Life takes all sorts of people. Otherwise, our everyday human interaction would have no meaning, no real importance. But when each person brings something different to the table, that’s when life gets interesting. We need the introverts, the extroverts, and every shade in between. That’s really what The Station Agent is about. It’s made up of a ragtag cross section of humanity. Each one’s a different puzzle piece and you wonder how they ever got together. But they all get thrown into one box in the sleepy town of Newfoundland, New Jersey, and these people wind up living life together. Maybe it sounds rather banal, but the result is actually quite rewarding. I don’t exactly find trains exhilarating, but if you have somebody to share them with they’re not so bad.
The central character in our film is a train aficionado and reserved man named Finbar (Peter Dinklage). He’s been gifted a ramshackle shack bequeathed to him by the elderly proprietor of the hobby shop he used to work at. They both shared a contentment in silence and a deep affection for trains. Fin has seemingly lost his only friend in the world, and he resigns himself to silence because he assumes that all people ever notice about him is his size. They don’t seem to care about the person inside the body and he doesn’t want to take a chance. But that’s before he meets the genial dynamo Joe (Bobby Cannavale), who runs a coffee cart out in the boonies. It’s absolute torture for such a vibrant personality, and he jumps at the chance to have someone to talk to nearby.
The quiet little man constantly deflects any attempt by Joe to become acquainted and yet it never fazes him. First reluctantly and then wholeheartedly Fin allows Joe on his long walks along the train tracks, and Joe breaks down the barriers. The unlikely pair gets even more unusual when they add middle-aged artist Olivia (Patricia Clarkson) into their ranks after she nearly runs over Fin several times. Like her two new acquaintances, she has personal issues to work through on her own. But that doesn’t mean she has to live life alone, and with Joe being the glue, these three have something going that truly blossoms into friendship.
Two of the other pieces of the puzzle include the inquisitive girl Cleo, who shares Fin’s fascination with trains and builds an instant connection with him as children often can with other people. She’s direct, innocent, and she accepts Fin for who he is. Then there’s Emily (an almost unrecognizable Michelle Williams), the local librarian, who adds another layer to the town’s charm. She is pretty, but also very sweet and open to talking with Fin. Really she’s just looking for someone to listen since she’s going through a pregnancy with a boyfriend who is bad news.

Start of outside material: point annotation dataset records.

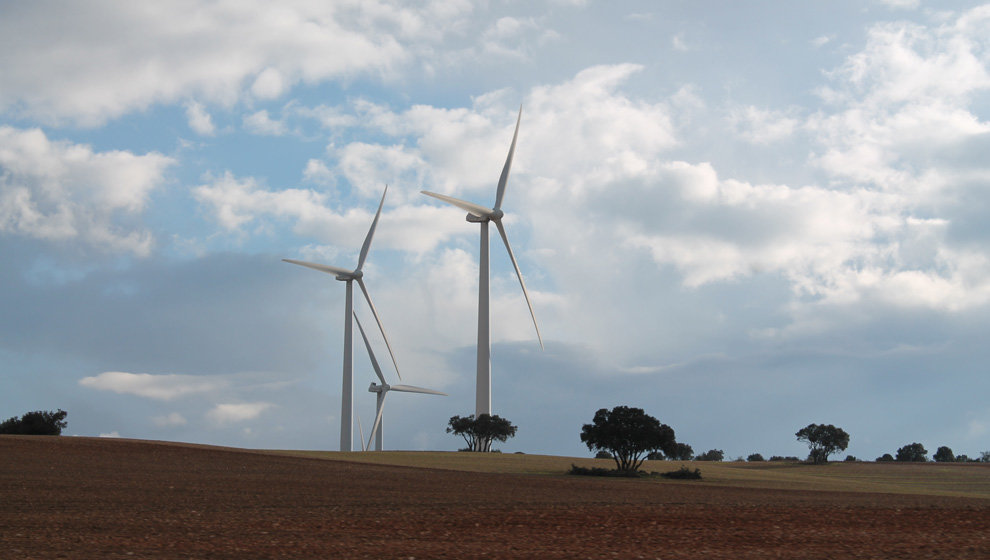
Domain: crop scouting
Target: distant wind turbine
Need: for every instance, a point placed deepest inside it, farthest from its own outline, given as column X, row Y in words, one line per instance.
column 349, row 276
column 482, row 215
column 382, row 390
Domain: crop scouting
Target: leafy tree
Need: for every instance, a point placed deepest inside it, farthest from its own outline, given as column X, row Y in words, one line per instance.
column 38, row 423
column 682, row 452
column 711, row 455
column 823, row 440
column 914, row 452
column 944, row 455
column 628, row 434
column 479, row 433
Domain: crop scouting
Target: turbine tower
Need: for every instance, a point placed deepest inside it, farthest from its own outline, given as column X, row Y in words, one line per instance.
column 349, row 277
column 483, row 215
column 382, row 390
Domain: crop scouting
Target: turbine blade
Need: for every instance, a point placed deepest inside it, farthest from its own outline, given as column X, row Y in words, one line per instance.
column 337, row 271
column 378, row 420
column 469, row 207
column 371, row 233
column 505, row 239
column 413, row 389
column 361, row 429
column 380, row 326
column 371, row 353
column 504, row 178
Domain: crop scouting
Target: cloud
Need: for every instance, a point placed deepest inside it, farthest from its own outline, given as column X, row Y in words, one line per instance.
column 60, row 191
column 237, row 412
column 159, row 387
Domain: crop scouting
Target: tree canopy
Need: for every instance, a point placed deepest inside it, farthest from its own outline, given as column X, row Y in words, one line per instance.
column 823, row 440
column 629, row 434
column 38, row 423
column 479, row 433
column 913, row 452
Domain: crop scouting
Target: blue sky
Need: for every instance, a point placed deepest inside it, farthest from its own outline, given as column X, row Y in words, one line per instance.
column 741, row 217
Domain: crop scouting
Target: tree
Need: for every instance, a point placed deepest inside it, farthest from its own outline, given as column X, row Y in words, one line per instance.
column 628, row 434
column 38, row 423
column 682, row 452
column 823, row 440
column 913, row 453
column 944, row 455
column 711, row 455
column 481, row 432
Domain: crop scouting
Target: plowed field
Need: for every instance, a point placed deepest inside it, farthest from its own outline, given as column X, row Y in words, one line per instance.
column 71, row 497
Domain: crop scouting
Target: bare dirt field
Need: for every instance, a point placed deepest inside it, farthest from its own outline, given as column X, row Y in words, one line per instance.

It’s easy to respect The Station Agent because it’s not a story where romance heals all wounds. There are two such moments when the film could have easily become that, but Tom McCarthy has a greater respect for his characters than that. They don’t get caught up in needless romantic entanglements for the sake of drama. Their interactions are more nuanced and sensitive than that. Because Joe might make jokes, but behind that veneer is a deeply caring heart.
Noticeably McCarthy also has a great respect for quiet. His film is full of solitude as much as it is full of human interaction. That might be off-putting to some, but it makes the story all the more powerful, juxtaposing the idle chatter with tranquility. On his part, Peter Dinklage gives a breakout performance as a man who realizes he can let people into his life. Because in life true friendship can form between people of all colors, shapes, and sizes. We have to give out a chuckle when this unlikely trio is sitting on the porch talking about Fin’s love life one last time. Not in a million years would we expect to be sitting there with them enjoying the moment. But it happened and we do. In many ways, it’s a lot like life.